Concentre ton attention du le dégagement
Et c’est tout pour l’archétype. Le 3227a enchaine sur une glose générale du coup tordu, qui ne dit pas grand chose sur la frappe « raccourcie » hormis un « und sal mit nichte czu korcz hawen » qui me pose un souci de traduction depuis quelques temps, puisqu’on peut lire « il ne faut pas frapper trop court » mais également (et là, c’est pas moi qui le dit mais mon correcteur de haut allemand) « il ne faut pas frapper au/sur le court ». J’y reviendrais une autre fois, si on a l'occasion.
On trouve ensuite, dans la branche orthodoxe du texte :
Glosa merck das ist wenn er dir von sein[en] rechten seitten oben ein wil hauen So var hoch auff mit den henden und thue als dw ÿm mit dem krump haw an sein swert wellest pinden und var mit dem ort und[en] seinen swert durch und stich ym zw° der anderen seitten zu[m] dem gesicht oder der prust und wart das dw oben vor dem haubt mit dem gehültz wol gedackt seist.

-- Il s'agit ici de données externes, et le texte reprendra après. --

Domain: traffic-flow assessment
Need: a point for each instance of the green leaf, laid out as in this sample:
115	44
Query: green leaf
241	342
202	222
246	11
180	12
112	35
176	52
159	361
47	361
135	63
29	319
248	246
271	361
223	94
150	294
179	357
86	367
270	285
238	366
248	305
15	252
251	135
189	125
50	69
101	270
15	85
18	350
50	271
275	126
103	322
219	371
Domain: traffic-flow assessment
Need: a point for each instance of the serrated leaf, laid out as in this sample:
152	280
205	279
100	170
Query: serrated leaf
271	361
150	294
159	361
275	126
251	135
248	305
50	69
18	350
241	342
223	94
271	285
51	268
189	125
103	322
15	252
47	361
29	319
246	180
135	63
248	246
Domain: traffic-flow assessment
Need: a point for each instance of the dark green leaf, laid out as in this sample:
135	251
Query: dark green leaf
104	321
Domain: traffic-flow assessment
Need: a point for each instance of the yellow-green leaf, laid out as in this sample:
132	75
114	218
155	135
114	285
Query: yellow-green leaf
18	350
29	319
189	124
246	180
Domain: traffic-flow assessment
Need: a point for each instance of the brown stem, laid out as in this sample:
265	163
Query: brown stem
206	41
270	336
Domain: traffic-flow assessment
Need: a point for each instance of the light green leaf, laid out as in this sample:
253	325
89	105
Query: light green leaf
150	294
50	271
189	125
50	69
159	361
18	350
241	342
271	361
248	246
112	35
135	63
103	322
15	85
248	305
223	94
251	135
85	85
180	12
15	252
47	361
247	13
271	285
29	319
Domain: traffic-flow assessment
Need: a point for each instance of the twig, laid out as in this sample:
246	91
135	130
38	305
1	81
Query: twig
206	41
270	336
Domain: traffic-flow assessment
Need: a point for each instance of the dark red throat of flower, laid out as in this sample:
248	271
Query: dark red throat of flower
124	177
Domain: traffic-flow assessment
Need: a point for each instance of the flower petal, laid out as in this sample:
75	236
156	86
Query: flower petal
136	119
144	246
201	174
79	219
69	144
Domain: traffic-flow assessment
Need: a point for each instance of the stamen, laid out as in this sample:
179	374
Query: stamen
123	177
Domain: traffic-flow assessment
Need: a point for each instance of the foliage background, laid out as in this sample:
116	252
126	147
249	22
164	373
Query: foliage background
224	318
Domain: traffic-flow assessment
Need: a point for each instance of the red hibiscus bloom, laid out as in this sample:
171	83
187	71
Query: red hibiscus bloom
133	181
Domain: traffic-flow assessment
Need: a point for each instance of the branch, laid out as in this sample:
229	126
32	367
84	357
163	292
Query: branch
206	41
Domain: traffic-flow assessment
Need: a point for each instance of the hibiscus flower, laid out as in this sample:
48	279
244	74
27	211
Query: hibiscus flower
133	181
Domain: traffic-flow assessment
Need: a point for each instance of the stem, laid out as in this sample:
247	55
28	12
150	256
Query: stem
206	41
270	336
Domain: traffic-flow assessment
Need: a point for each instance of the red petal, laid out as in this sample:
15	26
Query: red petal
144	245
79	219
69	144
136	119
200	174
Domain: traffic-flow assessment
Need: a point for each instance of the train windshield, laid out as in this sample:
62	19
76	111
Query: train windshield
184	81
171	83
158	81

Ce qui, en gros, signifie:
Commentaire : note que lorsqu’il veut t’attaquer depuis son coté droit, lève tes mains bien haut et fais comme si tu voulais lier son épée avec le coup tordu. Va avec la pointe sous son épée et en travers [de celle-ci] puis estoque son visage ou sa poitrine de l’autre coté. Fais attention à ce que le devant de ta tête soit couvert par les quillons.
Le Mscr. Dresd C 487 rajoute en effet une précision « unnd kurcz » ou « Raccourcis » après avoir exposé la première action, une précision « und wind uff din rechte sÿttenn dein gehülcz über din höppt » ou « Tourne/tord tes quillons sur ta droite et au dessus de ta tête » après le second mouvement de l’épée.
Ce qui peut donner :
L’autre attaque depuis sa droite (le texte ne dit pas que c’est en haut, même si le tordu est censé contrer le bœuf, ce qui peut être aussi bien le début que la fin du coup, mais c’est une autre histoire. Notez que la précision finale du Cod. I.6.4°.3 laisse entendre qu’on est en face, pour le premier texte, d’un cas général)
• Je lève mes mains en faisant un coup tordu classique. (mit dem krump haw)
• Je rapproche (selon le Dresd C 487)
• Je place ma lame en travers de la sienne, mais dessous (und[en] seinen swert durch)
• Je tourne mon épée en bœuf (toujours le Dresd C 487)
• J’estoque une zone découverte du coté inverse au coté d’action d’origine (anderen seiten)
• Je reste vigilant tout du long en mettant bien ma tête en dessous de mes quillons.
Si je devais en faire une extrapolation technique, je trouve que c’est plutôt clair (comme l’est le changement de coté/durchwechseln) :
L’adversaire m’attaque. Je fais mine de contrer avec un coup tordu classique, mais je ramène les mains vers moi sans que les lames se rencontrent. Je croise ma lame avec la sienne par-dessous avec la pointe sur ma gauche et alors que je prends un bœuf à droite, j’estoque le visage ou le buste, les quillons bien au dessus de mon front pour contrôler son fer toujours présent. (alors que le coup tordu allait venir par-dessus sur ma droite)
Un changement de coté classique (certains pourraient nommer ça un dégagement d’escrime suivi d’un estoc tout con).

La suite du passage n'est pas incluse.